Acabo de leer en el blog de Javier García Calleja una noticia sobre la duplicación del ancho de banda de su conexión ADSL. Enseguida me he dirigido a velocidad.info, para averiguar cuál era la situación de mi propia línea, que ha resultado estar un poco por debajo de mis expectativas: 4189 kbps, equivalentes a 523,6 KB de bajada, y 268 kbps de subida, lo cual supone 33,5 KB. No me quejo, desde luego, porque a nadie le amarga un dulce, pero sí quisiera señalar desde aquí la incomprensible e hiriente contradicción derivada del hecho de que mi línea ofrezca cuatro veces más ancho de banda que la que el mismo proveedor proporciona a bastantes colegios e institutos públicos de Pamplona y Navarra.

A esa compañía se le llena la boca con sus ofertas de dúos y tríos, y sin embargo no es capaz de llegar con líneas en buenas condiciones hasta los routers de muchos centros escolares. Da igual lo que la administración esté dispuesta a pagar por ellas (y aseguro a quienes quieran creerme que es mucho lo que paga). Sencillamente, el proveedor no realiza las inversiones necesarias para mejorar centrales, conducciones y líneas, y el resultado es el que acabo de señalar en el párrafo precedente: centros de quinientos alumnos a los que toca por cabeza (o por ordenador) un ancho de banda sencillamente ridículo, y en última instancia impracticable. Los profesores de esos centros se quejan y protestan, las más de las veces con mesura, y a veces también airadamente. En la inmensa mayoría de las ocasiones (no faltan usos negligentes), tienen toda la razón.

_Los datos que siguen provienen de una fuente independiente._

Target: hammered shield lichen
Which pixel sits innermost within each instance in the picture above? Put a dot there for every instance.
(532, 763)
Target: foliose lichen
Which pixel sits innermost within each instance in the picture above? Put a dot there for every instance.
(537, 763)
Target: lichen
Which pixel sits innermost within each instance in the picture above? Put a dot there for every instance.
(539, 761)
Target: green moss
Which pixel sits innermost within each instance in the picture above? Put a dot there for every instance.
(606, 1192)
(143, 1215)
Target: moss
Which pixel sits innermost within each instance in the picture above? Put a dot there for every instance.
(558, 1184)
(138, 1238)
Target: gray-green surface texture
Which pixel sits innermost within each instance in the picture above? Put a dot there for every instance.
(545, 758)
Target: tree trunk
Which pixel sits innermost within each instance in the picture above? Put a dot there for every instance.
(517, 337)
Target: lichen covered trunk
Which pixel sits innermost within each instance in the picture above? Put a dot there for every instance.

Sé que la prudencia aconseja que mantenga la boca cerrada, pero la verdad es que estoy harto de esta situación, y de aquí esta entrada-denuncia, que debería haber escrito hace mucho tiempo. La tan cacareada liberalización del mercado de las telecomunicaciones es una filfa, una burla, un sarcasmo. Lejos de haber mejorado su situación, el mercado sigue cautivo, y las inversiones necesarias para universalizar la conexión a Internet brillan por su ausencia. Es probable que la mayoría de los abonados al ADSL comercial tengamos buen servicio (el mío, a día de doy, es impecable), pero esto no justifica que lo reciban pésimo justamente aquellas entidades a las que la sociedad debería atender con más cuidado y mayor entrega.

Ya sé que muchos centros escolares están en la periferia de las ciudades, en barrios de reciente urbanización, en zonas con escasa potencia económica, pero justamente por esta razón (y también por razones materiales, es decir, para crear mercado, y oportunidades de negocio, y un tejido empresarial que algún día acabará siendo cliente de las propias empresas de telecomunicaciones, ésas tan cicateras), es necesario asegurar la equidad en el acceso de todos ellos a la conexión a Internet. A tenor de los hechos que yo compruebo un día tras otro desde mi puesto de trabajo, se ve que llevar hasta ellas infraestructuras de comunicaciones de calidad debe de ser una ambición tan exótica como poco rentable en el corto plazo.